The basic idea for this proposal is to implement a single nested protection domain within the user-mode (or unprivileged if no user-mode) address space. Because this proposal is expected to function on processors both with and without virtual memory, it does not depend upon the RISC‑V virtual memory mechanisms, even though that would be a more general method for nested protection (e.g. extending the Sv39 PTE U-bit).
This proposal shares a similar mechanism to the VAkeys proposal, and if pursued, should be unified with that.

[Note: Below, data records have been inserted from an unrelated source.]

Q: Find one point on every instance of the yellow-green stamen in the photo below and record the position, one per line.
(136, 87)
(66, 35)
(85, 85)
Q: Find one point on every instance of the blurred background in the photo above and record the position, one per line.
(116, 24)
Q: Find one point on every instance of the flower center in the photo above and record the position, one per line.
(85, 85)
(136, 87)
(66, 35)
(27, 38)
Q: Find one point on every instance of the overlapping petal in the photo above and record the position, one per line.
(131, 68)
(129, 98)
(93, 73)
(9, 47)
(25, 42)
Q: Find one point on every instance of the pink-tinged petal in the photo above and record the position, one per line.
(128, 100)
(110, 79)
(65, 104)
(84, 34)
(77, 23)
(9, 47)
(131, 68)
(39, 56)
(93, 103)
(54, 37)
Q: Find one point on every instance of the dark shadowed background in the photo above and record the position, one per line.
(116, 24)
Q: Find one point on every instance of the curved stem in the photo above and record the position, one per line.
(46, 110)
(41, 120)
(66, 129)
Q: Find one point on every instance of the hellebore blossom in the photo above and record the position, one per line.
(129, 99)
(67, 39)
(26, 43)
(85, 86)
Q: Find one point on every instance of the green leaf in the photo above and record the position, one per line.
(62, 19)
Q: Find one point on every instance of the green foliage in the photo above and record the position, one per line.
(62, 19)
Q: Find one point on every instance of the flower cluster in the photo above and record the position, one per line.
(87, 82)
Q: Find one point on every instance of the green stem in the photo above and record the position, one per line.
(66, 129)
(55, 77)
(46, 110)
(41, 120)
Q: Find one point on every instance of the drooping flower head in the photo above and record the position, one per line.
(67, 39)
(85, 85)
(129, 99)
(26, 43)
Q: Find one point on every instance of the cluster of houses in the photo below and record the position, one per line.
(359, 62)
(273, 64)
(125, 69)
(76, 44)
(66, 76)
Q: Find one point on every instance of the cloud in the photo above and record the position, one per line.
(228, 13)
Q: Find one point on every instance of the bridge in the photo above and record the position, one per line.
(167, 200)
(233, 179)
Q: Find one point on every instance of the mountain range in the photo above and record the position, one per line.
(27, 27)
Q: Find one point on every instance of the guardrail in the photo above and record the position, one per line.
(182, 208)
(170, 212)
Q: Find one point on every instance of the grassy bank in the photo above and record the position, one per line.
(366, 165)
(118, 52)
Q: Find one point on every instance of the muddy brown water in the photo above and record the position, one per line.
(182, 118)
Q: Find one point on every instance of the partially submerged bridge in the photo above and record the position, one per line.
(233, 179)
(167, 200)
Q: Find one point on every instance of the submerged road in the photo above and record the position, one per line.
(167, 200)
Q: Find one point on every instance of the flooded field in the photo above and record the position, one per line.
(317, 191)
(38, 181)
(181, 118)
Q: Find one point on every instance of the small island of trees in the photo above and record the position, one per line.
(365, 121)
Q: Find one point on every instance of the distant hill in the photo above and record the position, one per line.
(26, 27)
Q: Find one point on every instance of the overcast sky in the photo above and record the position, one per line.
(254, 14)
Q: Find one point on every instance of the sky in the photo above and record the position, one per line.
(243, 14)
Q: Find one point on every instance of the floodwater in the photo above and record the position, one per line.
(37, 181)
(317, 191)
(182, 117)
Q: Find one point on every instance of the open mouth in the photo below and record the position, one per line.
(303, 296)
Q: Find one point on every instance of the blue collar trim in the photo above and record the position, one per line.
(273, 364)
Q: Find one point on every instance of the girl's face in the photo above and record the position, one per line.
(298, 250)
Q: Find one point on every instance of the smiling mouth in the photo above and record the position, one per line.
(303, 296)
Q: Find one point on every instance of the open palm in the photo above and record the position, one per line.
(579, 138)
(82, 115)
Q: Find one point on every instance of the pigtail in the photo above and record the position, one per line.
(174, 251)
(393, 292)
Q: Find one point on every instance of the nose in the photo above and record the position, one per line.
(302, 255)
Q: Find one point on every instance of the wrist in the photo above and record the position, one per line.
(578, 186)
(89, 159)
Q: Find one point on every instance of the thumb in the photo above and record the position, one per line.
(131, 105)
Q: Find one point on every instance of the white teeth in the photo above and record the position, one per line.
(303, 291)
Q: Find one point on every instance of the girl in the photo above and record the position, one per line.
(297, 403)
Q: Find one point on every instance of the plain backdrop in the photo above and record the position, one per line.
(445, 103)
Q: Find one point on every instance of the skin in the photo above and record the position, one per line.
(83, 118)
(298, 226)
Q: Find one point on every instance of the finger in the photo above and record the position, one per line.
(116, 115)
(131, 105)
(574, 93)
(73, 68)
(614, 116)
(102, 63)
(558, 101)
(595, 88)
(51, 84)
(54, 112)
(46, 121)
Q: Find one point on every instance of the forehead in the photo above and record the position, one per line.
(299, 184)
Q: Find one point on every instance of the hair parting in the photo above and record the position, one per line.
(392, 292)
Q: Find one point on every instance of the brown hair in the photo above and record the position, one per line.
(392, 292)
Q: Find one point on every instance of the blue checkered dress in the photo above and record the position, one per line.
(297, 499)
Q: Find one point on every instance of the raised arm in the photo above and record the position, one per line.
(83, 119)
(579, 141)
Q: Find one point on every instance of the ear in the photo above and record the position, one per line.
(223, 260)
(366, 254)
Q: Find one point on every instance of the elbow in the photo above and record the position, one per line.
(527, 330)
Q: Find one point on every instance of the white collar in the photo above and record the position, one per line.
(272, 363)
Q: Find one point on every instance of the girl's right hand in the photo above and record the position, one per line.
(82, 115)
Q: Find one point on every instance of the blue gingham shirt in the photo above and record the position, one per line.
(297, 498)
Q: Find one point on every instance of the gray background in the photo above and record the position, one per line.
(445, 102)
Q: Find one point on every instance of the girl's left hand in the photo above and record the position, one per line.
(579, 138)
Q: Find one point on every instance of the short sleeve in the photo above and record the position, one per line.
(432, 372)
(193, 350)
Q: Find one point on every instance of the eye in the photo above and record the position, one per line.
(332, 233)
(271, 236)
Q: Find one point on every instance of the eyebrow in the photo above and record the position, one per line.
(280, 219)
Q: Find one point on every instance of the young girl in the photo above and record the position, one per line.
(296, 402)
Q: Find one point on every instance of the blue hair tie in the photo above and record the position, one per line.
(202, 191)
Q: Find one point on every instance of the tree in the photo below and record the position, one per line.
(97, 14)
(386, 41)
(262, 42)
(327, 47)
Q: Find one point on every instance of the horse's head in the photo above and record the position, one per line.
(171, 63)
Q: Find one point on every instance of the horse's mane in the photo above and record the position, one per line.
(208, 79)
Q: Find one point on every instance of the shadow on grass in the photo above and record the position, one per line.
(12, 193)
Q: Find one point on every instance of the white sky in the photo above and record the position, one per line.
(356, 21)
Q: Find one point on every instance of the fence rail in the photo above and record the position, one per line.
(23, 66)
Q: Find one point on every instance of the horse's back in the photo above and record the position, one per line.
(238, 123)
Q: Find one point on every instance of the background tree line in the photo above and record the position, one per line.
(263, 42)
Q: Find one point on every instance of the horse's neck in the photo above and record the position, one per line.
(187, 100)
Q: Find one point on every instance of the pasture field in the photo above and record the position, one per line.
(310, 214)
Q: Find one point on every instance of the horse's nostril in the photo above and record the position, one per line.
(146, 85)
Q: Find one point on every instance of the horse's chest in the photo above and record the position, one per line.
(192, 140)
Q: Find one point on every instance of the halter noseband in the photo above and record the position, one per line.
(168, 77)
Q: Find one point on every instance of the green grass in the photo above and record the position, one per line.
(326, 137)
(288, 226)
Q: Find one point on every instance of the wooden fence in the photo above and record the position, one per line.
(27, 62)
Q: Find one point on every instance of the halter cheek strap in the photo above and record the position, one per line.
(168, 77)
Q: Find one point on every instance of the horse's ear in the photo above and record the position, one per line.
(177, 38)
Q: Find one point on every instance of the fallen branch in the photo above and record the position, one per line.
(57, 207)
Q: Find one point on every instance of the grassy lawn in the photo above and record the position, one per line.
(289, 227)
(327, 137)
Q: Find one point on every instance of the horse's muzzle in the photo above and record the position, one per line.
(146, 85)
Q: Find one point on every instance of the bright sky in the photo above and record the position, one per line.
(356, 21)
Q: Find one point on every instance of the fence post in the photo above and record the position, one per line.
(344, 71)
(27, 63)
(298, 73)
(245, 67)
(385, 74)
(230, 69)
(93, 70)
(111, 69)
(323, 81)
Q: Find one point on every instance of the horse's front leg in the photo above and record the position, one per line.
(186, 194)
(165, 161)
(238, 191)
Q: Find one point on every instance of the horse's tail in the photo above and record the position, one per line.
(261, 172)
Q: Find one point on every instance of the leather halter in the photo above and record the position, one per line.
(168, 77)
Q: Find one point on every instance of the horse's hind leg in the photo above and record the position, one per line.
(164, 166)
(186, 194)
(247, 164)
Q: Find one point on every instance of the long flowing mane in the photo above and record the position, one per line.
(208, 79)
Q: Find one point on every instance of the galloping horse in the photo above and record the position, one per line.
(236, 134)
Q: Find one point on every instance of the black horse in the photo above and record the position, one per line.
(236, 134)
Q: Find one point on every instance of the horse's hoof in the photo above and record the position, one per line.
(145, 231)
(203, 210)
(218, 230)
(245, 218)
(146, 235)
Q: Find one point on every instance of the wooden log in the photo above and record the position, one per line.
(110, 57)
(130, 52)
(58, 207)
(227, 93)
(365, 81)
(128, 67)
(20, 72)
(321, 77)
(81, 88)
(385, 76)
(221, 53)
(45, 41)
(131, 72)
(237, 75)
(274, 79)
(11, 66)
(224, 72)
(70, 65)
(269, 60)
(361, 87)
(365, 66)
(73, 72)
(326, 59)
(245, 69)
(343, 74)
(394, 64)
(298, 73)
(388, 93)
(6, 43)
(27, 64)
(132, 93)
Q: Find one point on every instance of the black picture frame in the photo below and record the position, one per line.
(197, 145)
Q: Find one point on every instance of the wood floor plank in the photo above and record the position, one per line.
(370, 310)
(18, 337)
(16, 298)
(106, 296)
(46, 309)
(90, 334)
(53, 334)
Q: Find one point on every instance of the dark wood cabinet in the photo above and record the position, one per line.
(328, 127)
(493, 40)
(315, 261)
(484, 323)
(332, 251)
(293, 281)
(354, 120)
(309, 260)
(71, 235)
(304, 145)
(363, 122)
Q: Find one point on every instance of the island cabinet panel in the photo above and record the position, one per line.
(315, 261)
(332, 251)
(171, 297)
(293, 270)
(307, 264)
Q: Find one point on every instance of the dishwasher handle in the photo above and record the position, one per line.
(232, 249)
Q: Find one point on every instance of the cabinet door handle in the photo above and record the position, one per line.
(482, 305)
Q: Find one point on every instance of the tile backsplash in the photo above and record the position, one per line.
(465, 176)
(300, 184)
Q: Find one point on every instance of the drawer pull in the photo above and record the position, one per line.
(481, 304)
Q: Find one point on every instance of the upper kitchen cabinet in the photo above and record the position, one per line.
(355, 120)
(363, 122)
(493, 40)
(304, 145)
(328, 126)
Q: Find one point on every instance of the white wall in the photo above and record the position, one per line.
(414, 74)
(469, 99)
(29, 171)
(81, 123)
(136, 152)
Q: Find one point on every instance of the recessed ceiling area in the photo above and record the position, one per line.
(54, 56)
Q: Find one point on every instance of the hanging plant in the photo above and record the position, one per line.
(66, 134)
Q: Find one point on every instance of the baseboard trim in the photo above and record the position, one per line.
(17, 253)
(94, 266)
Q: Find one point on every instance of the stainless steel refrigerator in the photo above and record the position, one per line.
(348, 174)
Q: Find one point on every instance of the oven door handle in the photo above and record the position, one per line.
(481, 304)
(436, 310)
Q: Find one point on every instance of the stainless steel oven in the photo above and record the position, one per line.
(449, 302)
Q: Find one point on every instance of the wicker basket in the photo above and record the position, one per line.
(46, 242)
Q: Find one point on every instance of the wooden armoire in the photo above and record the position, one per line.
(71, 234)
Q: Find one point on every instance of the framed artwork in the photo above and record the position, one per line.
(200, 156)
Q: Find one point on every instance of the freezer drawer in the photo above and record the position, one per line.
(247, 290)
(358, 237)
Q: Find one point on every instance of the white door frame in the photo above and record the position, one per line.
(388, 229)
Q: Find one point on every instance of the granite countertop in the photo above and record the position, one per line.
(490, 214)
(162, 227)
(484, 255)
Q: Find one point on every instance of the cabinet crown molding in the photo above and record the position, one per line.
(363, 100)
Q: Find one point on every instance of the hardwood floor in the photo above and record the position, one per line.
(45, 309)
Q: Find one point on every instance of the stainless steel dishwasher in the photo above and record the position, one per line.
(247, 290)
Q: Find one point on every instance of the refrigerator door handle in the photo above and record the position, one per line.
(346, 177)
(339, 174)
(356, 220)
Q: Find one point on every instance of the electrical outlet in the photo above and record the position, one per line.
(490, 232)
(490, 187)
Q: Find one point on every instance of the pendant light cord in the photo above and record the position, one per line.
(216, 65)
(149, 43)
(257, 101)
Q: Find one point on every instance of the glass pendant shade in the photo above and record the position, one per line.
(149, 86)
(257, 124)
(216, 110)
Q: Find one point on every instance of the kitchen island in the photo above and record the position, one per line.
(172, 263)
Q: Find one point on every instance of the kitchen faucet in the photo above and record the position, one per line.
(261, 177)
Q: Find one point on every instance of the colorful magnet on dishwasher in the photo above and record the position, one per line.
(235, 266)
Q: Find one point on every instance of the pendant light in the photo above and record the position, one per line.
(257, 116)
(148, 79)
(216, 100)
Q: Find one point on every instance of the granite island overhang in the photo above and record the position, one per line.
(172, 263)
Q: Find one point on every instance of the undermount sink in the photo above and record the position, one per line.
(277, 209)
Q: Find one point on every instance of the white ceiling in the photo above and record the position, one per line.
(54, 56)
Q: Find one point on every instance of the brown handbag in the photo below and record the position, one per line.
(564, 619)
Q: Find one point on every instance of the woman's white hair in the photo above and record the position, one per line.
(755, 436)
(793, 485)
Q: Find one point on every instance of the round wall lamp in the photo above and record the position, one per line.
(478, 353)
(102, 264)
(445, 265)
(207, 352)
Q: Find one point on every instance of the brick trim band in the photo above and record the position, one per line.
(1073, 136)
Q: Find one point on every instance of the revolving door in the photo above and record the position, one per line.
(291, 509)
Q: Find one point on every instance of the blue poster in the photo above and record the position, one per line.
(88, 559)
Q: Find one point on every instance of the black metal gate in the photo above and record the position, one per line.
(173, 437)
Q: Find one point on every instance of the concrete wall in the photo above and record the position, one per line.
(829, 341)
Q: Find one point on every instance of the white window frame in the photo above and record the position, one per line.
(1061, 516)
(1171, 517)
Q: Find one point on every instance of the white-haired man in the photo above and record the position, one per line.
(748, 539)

The sandboxed application may have 3-4 separate regions of the address space that it shares with the main application:
The goal is the sandboxed application would have access only to these regions, and no other, and that any attempt on its part to go beyond these will exit to the main application. To implement this, the following four or five unprivileged CSRs are proposed:
CSR | Purpose |
---|---|
sbox0 | Sandbox Code Matching and Permission |
sbox1 | Sandbox Heap Matching and Permission |
sbox2 | Sandbox Stack Matching and Permission |
sbox3 | Sandbox Library Matching and Permission (optional) |
sboxtrap | Sandbox Trap Handler |
The format of sbox0 to sbox3 is somewhat simplified but similar to the Machine mode PMP registers, but matches on the virtual address rather than physical. If the PC matches one of the sbox registers with execute access, then the program is executing in sandbox mode. Thus the main program can transfer to sandbox mode simply with a branch, jump, call, etc. The supervisor can return to sandbox mode with a SRET. If the PC does not so match, then it is executing the main application program. When in sandbox mode, any attempt to fetch from an address not matching a sbox register with execute access, or executing a permitted instruction, instead transfers to the virtual address held in the sboxtrap register, and exits sandbox mode. Typically such an exit would be a procedure call to request services of the main application, and the a return will naturally resume sandboxed operation. (The return address and parameters would of course have to be checked by the handler in the sboxtrap register for validity.) Also in sandbox mode, any load or store to a virtual address not matched by one of the sbox registers with the appropriate read permission (for a load) or write permission (for a store) will transfer to the sboxtrap address. How to distinguish calls and access violations is TBD, but probably does not merit a full exception PC and cause code. Any exit from the sandbox other than a call is likely to have the sandbox killed, and calls have a return address in x1. Perhaps add an error bit to each sbox to indicate the error occurred there, or use the low bits of sboxtrap, but anything fancier is not warranted.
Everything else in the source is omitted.